4.7k Views Asked by At

Suppose a vector $\epsilon \in \mathbb R^d$ is a random vector drawn from the isotropic normal distribution:

$\epsilon$ ~ N$\mathcal(0, I)$

[As in Eq. 1.34 here.]

I suppose I is the identity matrix; I don't understand what it means to draw a vector out of a normal distribution with $\mu = 0$ and and $\sigma = I$ - i.e., when the standard deviation is a matrix. Any explanations to this?

2

There are 2 best solutions below

2
On BEST ANSWER

In this particular case, it means that you draw $d$ times a $N(0,1)$ (real) random variable, and these random variables are independent.

It means that $\varepsilon=(\varepsilon_1,\dots,\varepsilon_d)$, the $\varepsilon_i$ are independent, and are normally distributed, with variance $1$ and mean $0$.

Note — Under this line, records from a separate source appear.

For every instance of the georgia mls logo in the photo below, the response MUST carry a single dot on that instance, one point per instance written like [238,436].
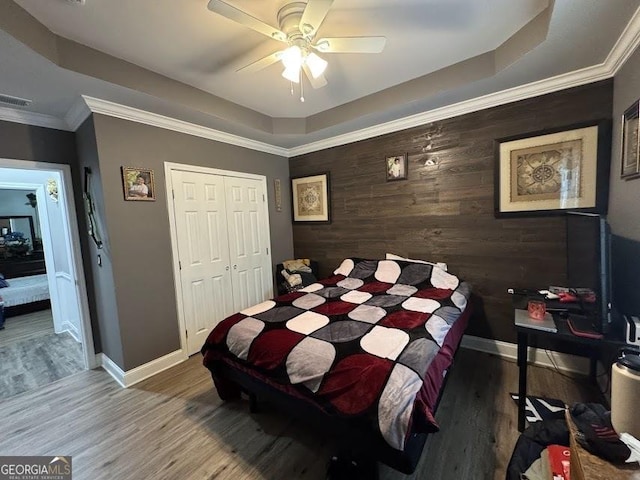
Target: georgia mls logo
[35,468]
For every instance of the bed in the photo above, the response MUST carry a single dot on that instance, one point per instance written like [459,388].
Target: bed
[24,295]
[363,354]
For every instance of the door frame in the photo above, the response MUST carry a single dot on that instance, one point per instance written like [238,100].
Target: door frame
[169,167]
[71,230]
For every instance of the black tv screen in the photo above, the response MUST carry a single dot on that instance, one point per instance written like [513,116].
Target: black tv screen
[588,264]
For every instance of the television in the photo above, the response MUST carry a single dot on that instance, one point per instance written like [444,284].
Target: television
[589,264]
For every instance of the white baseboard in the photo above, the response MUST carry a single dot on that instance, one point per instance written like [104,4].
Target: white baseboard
[73,331]
[536,356]
[135,375]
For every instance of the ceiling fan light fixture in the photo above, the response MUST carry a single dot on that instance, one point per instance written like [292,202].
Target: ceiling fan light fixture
[316,65]
[292,58]
[292,74]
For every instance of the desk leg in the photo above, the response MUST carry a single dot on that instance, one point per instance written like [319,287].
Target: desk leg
[593,367]
[522,378]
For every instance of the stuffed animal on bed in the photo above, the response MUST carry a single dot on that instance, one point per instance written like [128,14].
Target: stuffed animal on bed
[297,274]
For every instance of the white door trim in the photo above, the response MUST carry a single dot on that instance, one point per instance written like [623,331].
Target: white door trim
[73,243]
[168,168]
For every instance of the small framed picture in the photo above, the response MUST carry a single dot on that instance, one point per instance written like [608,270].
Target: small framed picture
[630,143]
[396,167]
[138,184]
[311,198]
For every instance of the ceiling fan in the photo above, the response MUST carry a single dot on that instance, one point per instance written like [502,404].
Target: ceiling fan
[298,24]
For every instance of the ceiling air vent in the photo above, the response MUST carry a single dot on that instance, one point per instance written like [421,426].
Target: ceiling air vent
[15,101]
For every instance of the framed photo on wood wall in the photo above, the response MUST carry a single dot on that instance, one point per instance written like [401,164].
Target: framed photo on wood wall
[631,143]
[311,199]
[396,167]
[138,184]
[552,171]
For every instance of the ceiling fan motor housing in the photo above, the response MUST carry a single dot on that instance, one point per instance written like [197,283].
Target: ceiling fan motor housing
[289,18]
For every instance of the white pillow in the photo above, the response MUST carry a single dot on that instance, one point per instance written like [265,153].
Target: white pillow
[441,265]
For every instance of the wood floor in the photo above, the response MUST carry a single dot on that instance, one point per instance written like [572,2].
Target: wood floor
[173,425]
[26,327]
[32,355]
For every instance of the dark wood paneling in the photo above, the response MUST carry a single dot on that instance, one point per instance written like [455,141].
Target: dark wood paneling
[445,212]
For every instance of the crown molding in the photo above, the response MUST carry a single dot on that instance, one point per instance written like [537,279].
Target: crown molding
[77,114]
[541,87]
[32,118]
[124,112]
[624,47]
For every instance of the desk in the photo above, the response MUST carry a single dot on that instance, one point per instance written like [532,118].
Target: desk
[567,343]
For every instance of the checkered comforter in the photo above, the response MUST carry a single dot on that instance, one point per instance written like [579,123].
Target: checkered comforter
[361,343]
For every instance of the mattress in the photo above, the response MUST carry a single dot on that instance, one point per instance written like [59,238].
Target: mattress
[23,290]
[369,344]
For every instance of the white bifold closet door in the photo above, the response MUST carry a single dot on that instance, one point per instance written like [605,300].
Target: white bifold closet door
[222,232]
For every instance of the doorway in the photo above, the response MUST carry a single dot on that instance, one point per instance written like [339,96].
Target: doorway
[220,240]
[57,240]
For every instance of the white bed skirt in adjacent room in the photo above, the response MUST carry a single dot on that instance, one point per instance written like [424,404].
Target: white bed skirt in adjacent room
[25,290]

If you don't have the identity matrix but another symmetric positive $d\times d$ matrix $\Sigma_{ij}$, then you'd have $\Sigma_{ij}=Cov(\varepsilon_i,\varepsilon_j)$. You can also have a non-zero mean vector $\mu=(\mu_1,\dots,\mu_d)$, with $\mu_i=E(\varepsilon_i)$. In this case you'd write $\epsilon\sim N(\mu,\Sigma)$.

0
On

Technically, the definition of the vector Gaussian likelihood density when you have mean 0 and covariance matrix $K$ is proportional to $f(x) = e^{-(1/2)x^T K^{-1} x}$, with constant of proportionality determined by $K$ so that it is truly a probability density. This is just how it's defined, and if you know numerical sampling methods like MCMC then this is all you need to know to get samples. If $K = I$ this is saying that the random vector is simply a sample where each dimension is sampled as an independent $N(0,1)$ one-dimensional random variable. You can factor $f(x)$ in this case to see that this is true.

However, it is a fact that any covariance matrix $K$ can be written as $K = A^TA$ for a square matrix $A$. Then, when you plug that into the density formula, you realize that a sample from this Gaussian can be obtained simply by sampling normal $N(0,1)$ independent individual variables, one for each dimension, call this random vector $y$ and then applying the linear transformation $x = Ay$ to get the sample from the Gaussian distribution with covariance matrix $K$. In practice this is how random samples are "efficiently" taken from an arbitrary Gaussian with covariance matrix $K$.